What was Moses doing during those forty years of exile in the deserts of Midian?  He married and had a couple of kids.  He tended sheep.  Perhaps it was here that he began to compile the book of Genesis, based on oral histories learned from his mother and his father-in-law (for Jethro was a descendant of Abraham, too), from visions and divine revelation given directly by God.  If Moses was responsible for writing the story of Job, it might have been here in the Arabian deserts that he first heard the tale of a great man of faith and how God allowed him to be tested to prove that his faith and perseverance were real.  And Moses dabbled in poetry, writing this powerful yet grief-stricken psalm of a wasted life.

Moses was schooled early by his mother's teachings--not the daughter of Pharaoh who adopted him from the Nile, but the daughter of Levi who bore him, nursed him at her breast, and taught him at her knee.  He learned the stories of his people, how in the beginning God created the heavens and the earth; how after the fall of man became so complete that every life on earth was corrupted, save one; how a faithful man and his family built a great ark in which all life was preserved through those on board; how God called the patriarch Abraham out of a family and land of idolatry to follow Him to a land that He would give him; how God used the evil machinations of Abraham's great-grandchildren to affect the salvation of His Chosen People.  

I'm sure dwelling in the desert gave Moses lots of time to think about his life, the opportunities he had been given, the choices he had made, all of the steps along life's pathway that had led him to here.  And I'm sure Midian was not where he had envisioned spending the best years of his strength, tending someone else's sheep in someone else's pasture.  At forty he had been in his prime, positioned for power and prestige in the most powerful kingdom of the age.  And in a single day, he lost it all to become the most hated and hunted man in known civilization.  Thirty years had passed him by, and like a melancholy scribbler with too much time on his hands, he laments his stage in life.

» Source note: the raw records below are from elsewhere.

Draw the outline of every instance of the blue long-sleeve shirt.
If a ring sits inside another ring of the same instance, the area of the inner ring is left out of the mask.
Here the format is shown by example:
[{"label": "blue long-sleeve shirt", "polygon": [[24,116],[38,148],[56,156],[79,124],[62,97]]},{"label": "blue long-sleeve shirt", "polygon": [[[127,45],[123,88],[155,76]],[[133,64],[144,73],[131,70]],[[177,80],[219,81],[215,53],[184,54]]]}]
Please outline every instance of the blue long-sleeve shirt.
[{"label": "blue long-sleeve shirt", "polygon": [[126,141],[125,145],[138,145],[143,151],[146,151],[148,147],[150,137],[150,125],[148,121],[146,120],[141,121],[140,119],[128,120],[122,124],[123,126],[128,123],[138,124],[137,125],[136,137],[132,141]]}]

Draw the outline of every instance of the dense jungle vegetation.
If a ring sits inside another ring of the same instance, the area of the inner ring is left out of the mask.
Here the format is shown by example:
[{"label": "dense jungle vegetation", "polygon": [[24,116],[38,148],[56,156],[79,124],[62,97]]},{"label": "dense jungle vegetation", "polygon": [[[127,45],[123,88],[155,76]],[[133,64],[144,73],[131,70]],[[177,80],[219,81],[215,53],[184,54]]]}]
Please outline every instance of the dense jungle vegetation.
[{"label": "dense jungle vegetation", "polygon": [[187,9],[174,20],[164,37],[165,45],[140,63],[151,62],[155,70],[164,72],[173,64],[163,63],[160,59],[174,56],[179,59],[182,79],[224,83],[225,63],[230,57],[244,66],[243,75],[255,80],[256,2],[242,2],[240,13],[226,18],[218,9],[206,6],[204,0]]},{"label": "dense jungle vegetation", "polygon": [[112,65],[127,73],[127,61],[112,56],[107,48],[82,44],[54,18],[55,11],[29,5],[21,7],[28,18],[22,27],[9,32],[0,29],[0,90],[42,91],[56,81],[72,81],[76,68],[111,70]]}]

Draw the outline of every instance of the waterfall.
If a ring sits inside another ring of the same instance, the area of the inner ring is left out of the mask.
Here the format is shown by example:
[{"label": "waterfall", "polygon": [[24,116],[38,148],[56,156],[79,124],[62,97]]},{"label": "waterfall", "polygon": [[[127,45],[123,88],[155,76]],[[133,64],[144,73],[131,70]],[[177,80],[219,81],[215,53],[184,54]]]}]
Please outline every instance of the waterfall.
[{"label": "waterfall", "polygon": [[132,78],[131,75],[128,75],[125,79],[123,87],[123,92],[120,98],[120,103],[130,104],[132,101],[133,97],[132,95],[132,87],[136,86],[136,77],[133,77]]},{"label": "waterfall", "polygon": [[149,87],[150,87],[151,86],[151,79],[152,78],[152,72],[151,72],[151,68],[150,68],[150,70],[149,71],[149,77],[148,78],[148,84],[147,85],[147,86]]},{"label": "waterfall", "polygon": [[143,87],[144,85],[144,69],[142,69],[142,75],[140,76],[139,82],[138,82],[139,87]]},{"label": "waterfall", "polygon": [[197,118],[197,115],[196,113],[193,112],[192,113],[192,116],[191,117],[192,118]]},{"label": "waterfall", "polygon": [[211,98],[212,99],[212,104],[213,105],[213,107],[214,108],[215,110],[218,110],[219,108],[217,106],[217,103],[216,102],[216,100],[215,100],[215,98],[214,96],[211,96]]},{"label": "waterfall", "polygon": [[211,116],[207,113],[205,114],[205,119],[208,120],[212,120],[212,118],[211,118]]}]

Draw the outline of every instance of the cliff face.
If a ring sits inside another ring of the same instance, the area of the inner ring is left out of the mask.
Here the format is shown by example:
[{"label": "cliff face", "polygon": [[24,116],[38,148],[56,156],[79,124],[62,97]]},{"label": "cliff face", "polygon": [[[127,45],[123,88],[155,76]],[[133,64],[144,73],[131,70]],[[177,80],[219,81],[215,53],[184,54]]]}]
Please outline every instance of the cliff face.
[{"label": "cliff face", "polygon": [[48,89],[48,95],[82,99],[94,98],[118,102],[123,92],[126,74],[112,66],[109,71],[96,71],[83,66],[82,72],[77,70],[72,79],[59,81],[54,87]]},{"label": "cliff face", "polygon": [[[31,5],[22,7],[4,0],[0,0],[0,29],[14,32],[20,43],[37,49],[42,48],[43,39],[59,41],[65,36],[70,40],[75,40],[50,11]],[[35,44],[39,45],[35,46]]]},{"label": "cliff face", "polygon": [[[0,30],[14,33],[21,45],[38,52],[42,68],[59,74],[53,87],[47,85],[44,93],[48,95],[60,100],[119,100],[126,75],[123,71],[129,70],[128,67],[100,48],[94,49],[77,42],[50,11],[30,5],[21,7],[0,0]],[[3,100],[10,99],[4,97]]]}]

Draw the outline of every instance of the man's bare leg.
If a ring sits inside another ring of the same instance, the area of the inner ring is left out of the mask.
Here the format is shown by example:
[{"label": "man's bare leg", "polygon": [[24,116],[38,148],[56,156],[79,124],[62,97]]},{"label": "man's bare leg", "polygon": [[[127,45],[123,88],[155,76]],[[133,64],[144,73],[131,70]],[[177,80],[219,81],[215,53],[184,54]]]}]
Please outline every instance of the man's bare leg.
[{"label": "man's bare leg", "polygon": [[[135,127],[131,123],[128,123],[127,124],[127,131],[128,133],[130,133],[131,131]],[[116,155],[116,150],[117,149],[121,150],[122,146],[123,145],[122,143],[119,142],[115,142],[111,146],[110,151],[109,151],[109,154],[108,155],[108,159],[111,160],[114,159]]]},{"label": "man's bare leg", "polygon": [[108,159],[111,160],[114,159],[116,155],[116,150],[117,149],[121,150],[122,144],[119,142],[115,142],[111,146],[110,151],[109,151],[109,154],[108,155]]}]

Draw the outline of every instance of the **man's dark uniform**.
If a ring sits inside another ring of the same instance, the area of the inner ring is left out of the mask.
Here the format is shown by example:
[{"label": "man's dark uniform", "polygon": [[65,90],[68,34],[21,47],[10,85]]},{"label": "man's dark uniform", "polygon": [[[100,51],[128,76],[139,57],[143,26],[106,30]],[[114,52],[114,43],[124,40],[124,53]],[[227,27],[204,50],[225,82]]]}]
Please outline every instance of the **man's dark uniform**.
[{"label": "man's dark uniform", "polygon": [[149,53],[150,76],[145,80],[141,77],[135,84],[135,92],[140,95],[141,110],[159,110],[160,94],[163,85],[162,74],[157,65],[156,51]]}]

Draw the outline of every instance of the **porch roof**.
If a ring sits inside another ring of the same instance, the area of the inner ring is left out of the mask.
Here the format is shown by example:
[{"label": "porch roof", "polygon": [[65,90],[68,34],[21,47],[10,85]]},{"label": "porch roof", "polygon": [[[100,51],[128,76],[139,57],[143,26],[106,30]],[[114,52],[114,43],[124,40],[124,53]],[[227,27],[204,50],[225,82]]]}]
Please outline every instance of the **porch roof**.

His mistakes had cast him into the hands of the eternal and everlasting God, the sovereign over all creation who regarded time as irrelevant and next to whom man was immaterial.  Human weakness gave way to sin, sin incurred wrath, wrath resulted in death.  Moses must have sensed his own mortality, a seventy-year-old shepherd with no dreams, no potential, no desires, only memories saddened with mistakes and shadowed by the passage of time, expectation of impending death looming near every thought.  

Life had already been long, and the years to eighty made it seem longer still.  He had started out with a bang, only to end as a beat-up, busted-up, broken down old man.  His years, his education, his training, his potential, his ability to do anything significant for his people or contribute anything significant to their deliverance had all come to naught, dried up in the desert, baked by the sun, stalked by the vultures that feasted on fallen prey.  His life was practically over.

But here was the cry of his heart:  Come back, O Lord!  Come back!  Hasn't it been long enough?  Have mercy on your servants and satisfy us with your mercy!  Moses wanted to rejoice again in the goodness of God, to experience gladness that would make up for the heartache.  In his old age, Moses wanted to see the work of God's hands, experience the glory of God's presence.  Moses still wanted to be used by God, even if he considered himself all used up.

At seventy, Moses was still ten years away from receiving the answer to his prayers.  But God was listening.  God knew exactly where Moses was, confident that Moses would still be there when God's plan was ready for him.  Because even if Moses felt like the years of his life, numbered three-score-and-ten, had been wasted, God still had a plan for his life.  God still had a destiny for Moses to fulfill.  We who serve the Lord should never consider our life a loss, even if we haven't lived up to our perceived potential or seen our dreams come to pass.  If we are still alive, it is because God still has something for us to do.

Let us be found faithful in what we've been given to do, until God comes along and calls us to something else!